The ownership of property constitutes a social relation in as far as that ownership affects the lives of other people. So, for example, a labourer in capitalism is the owner of their own capacity to work, but when they sell it on a day to day basis, it becomes the property of a capitalist who obtains the right to use it, and the right to profit from it. Ownership over the means of production is the most important social relation of this kind, since it gives the owning class control over the labour process. Since this process is essential to human subsistence, it also gives them power over labourers.

Communist society removes the existence of bourgeois property; it does not remove the form of property which we have over ourselves, our own choices and thoughts, our own expressions and ideas. In communist society, while all people wholly own themselves individually, they also own in common the means of production. Communist society does away with distinctively capitalist property relations; while in the human sense it strengthens property relations.

Personal and private property[edit]

Karl Marx is clear in the Communist Manifesto that the aim of communism is the abolition of bourgeois property, not any form of property at all.

The distinguishing feature of Communism is not the abolition of property generally, but the abolition of bourgeois property. But modern bourgeois private property is the final and most complete expression of the system of producing and appropriating products, that is based on class antagonisms, on the exploitation of the many by the few.

In this sense, the theory of the Communists may be summed up in the single sentence: Abolition of private property.

We Communists have been reproached with the desire of abolishing the right of personally acquiring property as the fruit of a man’s own labour, which property is alleged to be the groundwork of all personal freedom, activity and independence.

Hard-won, self-acquired, self-earned property!
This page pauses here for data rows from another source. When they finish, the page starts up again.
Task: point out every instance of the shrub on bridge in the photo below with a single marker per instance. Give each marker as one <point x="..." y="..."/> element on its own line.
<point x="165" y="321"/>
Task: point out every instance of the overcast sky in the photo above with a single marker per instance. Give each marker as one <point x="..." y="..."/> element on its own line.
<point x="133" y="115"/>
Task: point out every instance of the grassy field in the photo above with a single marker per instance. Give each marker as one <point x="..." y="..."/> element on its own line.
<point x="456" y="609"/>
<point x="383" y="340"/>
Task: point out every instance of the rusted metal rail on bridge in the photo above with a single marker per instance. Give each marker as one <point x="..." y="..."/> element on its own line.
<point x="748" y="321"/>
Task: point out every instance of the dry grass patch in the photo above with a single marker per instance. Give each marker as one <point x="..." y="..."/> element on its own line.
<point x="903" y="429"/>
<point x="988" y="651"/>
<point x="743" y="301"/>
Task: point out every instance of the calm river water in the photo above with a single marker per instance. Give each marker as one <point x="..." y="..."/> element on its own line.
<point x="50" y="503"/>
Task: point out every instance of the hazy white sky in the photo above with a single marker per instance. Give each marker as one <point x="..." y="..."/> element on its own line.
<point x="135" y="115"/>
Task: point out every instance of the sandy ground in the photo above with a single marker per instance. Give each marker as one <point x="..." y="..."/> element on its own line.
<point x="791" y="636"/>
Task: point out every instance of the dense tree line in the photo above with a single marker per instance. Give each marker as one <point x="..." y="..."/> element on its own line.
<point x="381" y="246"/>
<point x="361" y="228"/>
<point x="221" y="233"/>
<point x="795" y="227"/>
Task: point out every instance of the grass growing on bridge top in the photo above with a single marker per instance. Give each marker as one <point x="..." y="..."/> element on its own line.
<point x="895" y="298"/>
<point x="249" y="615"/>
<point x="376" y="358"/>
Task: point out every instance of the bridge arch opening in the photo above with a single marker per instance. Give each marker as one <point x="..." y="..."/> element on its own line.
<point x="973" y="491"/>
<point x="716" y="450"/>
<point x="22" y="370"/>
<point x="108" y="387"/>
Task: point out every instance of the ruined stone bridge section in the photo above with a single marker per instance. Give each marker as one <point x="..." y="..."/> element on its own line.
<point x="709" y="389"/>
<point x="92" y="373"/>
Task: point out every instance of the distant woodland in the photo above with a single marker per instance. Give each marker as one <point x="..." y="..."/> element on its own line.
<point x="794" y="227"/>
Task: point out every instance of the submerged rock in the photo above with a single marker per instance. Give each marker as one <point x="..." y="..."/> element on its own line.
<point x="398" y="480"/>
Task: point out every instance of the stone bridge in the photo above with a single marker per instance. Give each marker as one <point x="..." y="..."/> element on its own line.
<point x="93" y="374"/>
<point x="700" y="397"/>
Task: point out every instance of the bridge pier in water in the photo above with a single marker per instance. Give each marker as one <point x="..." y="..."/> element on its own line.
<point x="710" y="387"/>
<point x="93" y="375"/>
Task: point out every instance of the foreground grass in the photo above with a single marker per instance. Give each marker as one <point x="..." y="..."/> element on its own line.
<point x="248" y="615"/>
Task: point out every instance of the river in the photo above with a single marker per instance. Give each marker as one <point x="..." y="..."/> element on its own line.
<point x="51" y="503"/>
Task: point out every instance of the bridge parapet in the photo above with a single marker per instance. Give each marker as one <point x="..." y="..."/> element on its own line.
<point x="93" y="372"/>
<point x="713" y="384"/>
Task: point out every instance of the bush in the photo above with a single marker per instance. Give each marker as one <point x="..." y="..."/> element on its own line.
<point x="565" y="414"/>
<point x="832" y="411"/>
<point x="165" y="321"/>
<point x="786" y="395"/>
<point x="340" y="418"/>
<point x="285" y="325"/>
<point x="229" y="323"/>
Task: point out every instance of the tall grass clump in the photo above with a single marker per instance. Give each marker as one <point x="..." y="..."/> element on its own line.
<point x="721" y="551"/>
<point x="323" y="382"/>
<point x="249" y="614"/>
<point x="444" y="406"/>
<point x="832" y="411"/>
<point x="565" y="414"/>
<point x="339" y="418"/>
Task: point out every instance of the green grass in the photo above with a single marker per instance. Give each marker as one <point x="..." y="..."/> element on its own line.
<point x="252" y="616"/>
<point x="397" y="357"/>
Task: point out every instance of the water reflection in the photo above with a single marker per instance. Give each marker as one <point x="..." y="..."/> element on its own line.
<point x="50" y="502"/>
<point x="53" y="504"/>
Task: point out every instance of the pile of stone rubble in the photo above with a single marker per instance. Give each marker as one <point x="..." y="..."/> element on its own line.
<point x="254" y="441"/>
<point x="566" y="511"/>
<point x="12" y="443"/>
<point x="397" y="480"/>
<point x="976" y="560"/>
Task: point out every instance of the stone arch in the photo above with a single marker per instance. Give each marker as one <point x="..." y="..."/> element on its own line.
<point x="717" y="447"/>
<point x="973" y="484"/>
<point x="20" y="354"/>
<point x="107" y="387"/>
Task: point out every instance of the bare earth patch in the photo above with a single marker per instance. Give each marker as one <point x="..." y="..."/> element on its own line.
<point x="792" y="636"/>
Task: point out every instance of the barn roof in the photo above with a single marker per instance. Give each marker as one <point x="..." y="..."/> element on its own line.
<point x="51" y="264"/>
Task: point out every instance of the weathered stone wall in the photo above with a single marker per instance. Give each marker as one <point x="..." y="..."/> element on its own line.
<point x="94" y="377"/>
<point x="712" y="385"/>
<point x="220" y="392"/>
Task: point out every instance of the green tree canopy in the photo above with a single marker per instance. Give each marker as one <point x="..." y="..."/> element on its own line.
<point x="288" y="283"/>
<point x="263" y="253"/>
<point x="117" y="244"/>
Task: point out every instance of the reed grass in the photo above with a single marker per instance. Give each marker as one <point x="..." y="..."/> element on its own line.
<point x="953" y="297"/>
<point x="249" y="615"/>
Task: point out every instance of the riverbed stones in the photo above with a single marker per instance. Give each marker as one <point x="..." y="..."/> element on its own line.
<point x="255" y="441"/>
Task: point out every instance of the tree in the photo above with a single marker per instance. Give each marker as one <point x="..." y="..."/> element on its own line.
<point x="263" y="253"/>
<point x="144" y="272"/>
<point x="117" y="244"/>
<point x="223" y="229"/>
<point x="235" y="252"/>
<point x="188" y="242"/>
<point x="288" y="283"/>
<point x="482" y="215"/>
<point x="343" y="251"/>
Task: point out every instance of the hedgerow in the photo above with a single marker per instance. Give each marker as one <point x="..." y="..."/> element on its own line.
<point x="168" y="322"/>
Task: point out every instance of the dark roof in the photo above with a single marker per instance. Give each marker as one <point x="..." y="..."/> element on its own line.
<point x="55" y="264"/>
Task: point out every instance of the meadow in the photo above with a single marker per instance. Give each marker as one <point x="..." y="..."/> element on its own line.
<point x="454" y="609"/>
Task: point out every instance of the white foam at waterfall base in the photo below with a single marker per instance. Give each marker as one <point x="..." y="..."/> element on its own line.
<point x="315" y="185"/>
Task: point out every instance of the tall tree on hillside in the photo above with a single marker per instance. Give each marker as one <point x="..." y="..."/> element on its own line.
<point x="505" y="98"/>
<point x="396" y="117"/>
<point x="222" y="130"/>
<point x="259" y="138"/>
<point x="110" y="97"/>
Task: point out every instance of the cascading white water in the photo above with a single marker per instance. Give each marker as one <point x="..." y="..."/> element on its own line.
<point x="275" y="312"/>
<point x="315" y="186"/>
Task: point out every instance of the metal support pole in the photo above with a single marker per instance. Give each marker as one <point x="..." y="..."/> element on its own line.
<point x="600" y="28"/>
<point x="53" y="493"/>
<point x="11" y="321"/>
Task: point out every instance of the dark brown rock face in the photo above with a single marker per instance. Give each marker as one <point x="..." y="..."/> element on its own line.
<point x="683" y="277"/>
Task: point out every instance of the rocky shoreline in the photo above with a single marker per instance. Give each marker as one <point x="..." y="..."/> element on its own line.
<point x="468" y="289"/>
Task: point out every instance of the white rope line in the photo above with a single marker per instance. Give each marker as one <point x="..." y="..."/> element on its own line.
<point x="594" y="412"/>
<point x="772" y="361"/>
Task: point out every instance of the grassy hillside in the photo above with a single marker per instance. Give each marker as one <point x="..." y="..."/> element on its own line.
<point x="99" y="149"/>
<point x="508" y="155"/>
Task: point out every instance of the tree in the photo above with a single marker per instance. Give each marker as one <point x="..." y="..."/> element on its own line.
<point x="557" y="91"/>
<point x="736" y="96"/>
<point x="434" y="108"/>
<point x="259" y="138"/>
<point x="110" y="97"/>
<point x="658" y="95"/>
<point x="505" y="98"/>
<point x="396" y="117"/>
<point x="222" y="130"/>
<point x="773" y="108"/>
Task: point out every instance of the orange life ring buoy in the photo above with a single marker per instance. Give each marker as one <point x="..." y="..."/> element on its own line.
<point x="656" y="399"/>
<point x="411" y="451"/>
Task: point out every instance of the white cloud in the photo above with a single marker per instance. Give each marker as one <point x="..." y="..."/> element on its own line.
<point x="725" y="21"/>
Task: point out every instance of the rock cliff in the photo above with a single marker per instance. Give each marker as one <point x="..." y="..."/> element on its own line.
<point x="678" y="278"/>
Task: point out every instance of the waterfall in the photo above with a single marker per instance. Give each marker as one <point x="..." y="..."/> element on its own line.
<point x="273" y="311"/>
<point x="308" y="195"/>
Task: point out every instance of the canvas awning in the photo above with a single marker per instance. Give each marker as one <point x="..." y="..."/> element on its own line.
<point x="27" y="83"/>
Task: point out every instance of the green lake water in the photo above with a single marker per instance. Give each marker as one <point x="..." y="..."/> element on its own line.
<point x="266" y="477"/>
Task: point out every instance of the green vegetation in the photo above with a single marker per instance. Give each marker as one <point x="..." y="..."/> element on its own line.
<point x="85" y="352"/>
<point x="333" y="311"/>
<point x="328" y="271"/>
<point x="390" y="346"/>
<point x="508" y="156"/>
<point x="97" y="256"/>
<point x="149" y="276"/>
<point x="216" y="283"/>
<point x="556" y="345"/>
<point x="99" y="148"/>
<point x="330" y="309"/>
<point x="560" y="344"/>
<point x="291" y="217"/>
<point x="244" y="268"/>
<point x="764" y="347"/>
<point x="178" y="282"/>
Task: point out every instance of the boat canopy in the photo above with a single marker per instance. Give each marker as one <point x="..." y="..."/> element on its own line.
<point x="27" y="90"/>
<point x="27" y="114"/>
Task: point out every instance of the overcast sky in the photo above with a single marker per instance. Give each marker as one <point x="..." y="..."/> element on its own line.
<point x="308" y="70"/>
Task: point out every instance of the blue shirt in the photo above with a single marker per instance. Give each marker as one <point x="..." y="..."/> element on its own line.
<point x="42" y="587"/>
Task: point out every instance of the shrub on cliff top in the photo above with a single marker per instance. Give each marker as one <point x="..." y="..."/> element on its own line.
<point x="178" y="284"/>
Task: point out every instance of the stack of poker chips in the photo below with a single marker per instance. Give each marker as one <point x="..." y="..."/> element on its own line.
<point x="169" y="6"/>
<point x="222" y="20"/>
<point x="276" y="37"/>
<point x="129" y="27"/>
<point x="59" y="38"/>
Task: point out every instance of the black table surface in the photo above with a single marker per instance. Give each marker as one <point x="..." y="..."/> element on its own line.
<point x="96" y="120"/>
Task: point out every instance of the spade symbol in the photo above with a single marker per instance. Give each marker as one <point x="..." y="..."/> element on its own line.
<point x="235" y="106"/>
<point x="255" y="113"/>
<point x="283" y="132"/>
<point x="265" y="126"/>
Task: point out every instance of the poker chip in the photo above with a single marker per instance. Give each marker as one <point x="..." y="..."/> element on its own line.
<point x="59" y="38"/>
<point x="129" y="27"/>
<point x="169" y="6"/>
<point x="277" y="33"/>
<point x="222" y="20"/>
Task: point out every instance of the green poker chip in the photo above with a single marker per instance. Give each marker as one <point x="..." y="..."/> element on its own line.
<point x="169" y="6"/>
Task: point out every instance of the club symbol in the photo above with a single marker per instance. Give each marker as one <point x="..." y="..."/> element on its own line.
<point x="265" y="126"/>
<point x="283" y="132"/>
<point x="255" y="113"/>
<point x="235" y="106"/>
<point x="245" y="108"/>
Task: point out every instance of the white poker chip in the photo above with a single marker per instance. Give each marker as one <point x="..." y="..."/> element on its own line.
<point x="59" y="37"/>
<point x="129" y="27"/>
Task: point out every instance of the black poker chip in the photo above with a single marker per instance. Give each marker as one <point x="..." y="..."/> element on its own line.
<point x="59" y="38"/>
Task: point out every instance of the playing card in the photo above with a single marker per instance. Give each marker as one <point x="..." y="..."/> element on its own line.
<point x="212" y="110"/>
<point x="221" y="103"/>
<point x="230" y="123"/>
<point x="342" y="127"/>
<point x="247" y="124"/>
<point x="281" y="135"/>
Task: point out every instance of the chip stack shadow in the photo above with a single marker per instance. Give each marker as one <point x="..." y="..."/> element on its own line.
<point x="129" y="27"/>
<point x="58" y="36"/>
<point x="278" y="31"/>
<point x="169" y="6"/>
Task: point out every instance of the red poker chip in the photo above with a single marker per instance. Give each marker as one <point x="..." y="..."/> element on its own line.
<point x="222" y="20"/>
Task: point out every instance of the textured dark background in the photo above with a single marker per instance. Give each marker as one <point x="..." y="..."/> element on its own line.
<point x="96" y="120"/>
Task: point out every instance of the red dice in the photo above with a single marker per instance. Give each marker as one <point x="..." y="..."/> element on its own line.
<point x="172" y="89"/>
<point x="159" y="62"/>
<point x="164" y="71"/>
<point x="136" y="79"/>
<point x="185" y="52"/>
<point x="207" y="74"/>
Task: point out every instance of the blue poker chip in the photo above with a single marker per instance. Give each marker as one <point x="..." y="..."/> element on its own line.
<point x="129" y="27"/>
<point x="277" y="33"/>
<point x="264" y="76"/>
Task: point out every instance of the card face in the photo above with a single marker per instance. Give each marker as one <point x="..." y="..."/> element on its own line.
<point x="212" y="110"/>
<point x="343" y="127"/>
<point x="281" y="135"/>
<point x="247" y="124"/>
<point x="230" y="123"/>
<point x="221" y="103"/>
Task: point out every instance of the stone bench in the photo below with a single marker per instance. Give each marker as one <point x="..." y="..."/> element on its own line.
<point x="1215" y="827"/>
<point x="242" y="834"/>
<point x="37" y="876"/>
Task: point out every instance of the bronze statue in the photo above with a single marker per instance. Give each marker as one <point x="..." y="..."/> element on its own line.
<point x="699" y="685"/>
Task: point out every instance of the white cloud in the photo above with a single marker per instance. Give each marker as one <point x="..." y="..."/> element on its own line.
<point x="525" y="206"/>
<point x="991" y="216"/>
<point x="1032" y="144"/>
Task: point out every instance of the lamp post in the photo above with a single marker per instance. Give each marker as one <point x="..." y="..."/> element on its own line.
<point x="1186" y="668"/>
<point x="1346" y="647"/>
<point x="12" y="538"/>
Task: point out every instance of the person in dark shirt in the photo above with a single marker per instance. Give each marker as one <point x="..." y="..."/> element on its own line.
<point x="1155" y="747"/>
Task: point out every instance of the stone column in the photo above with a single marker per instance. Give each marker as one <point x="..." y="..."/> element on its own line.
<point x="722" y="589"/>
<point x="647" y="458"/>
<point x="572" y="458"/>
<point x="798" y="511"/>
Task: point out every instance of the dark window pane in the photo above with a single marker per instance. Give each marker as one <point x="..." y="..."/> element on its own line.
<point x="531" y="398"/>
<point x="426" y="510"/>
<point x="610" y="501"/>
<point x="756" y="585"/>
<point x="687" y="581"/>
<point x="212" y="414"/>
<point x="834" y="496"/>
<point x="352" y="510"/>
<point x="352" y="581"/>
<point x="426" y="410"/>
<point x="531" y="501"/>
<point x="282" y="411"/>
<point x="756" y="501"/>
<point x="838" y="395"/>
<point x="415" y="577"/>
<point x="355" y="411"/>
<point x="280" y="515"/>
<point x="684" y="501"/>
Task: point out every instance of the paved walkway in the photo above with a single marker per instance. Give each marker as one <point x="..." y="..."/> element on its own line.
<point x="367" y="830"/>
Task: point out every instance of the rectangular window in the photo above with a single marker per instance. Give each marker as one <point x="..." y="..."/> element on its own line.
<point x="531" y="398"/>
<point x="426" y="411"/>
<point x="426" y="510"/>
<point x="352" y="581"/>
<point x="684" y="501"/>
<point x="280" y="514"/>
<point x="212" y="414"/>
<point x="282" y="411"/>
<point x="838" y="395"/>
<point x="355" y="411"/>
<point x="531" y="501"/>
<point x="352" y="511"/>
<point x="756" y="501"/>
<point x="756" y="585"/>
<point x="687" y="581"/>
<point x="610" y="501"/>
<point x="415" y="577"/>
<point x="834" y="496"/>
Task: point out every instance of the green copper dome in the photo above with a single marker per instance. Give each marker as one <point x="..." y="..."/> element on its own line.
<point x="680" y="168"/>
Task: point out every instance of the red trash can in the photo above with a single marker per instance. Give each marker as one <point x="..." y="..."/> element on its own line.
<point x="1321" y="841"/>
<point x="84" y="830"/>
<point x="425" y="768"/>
Do you mean the property of petty artisan and of the small peasant, a form of property that preceded the bourgeois form? There is no need to abolish that; the development of industry has to a great extent already destroyed it, and is still destroying it daily.

Or do you mean the modern bourgeois private property?

But does wage-labour create any property for the labourer? Not a bit. It creates capital, i.e., that kind of property which exploits wage-labour, and which cannot increase except upon condition of begetting a new supply of wage-labour for fresh exploitation. Property, in its present form, is based on the antagonism of capital and wage labour. [Marx, Communist Manifesto, Chapter 2]

Later socialists have invented the popular distinction between personal and private property.

As Marx describes in the passage cited above, private property involves the appropriation of a worker's labour by someone else, and because of this creates class antagonisms. This property is only useful to the owner because they're able to exclude others from it. A factory, for instance, is valuable because workers will need the owner's permission to work in it. If the owner didn't have this right to exclude, workers would be able to organise productive activity on their own terms, and have no reason to award the owner any part of the product. The factory would thus be completely worthless to him. Because of his rights, however, the owner can coerce the workers to enter into wage labour and make a nice profit via exploitation.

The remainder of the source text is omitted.